# Does not pulling fur



## Ebers (May 1, 2016)

I've had 3 does have litters in the last 2wks & none of them have pulled any fur at all... they're all NZW or nzxcali, I'm raising them indoors & I keep the room about 75° could that have anything to do with it?


----------



## Pastor Dave (May 1, 2016)

Mine pull fur even if it is warm, so not sure.
All of mine are indoors in a shed. It is not very temperature controlled.


----------



## Ebers (May 1, 2016)

I'm not sure why they're not pulling fur I could see 1 doin it but the 3 of em makes me wonder if it's something I'm doin... or not doin? The oldest litter is 2wks old & doin good so maybe it's no big deal


----------



## Pastor Dave (May 1, 2016)

That does sound strange that all three have decided not to pull fur. I collect some fur to put in a nest that hasn't had much pulled if it is winter or cold. I just keep it in a paper sack that had 50lbs of crushed lime in it. But, since it is warm or getting warm, it sounds like it's going ok. By two weeks they shouldn't need the fur and nest materials.

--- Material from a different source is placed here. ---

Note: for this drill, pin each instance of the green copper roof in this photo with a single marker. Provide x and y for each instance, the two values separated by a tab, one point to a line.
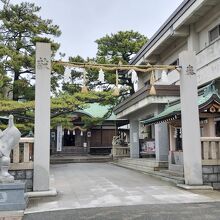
172	110
96	110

It is a curiousity that I would be interested to see if it continues. @Samantha drawz 
or @Bunnylady might have interesting takes on this occurrence.


----------



## Ebers (May 1, 2016)

Yeah I remember you saying you keep a stash of fur in a previous post... the 2wk old kits are good as far as the fur goes I was just pointing out that they've made it this far without the assistance of fur in their nest


----------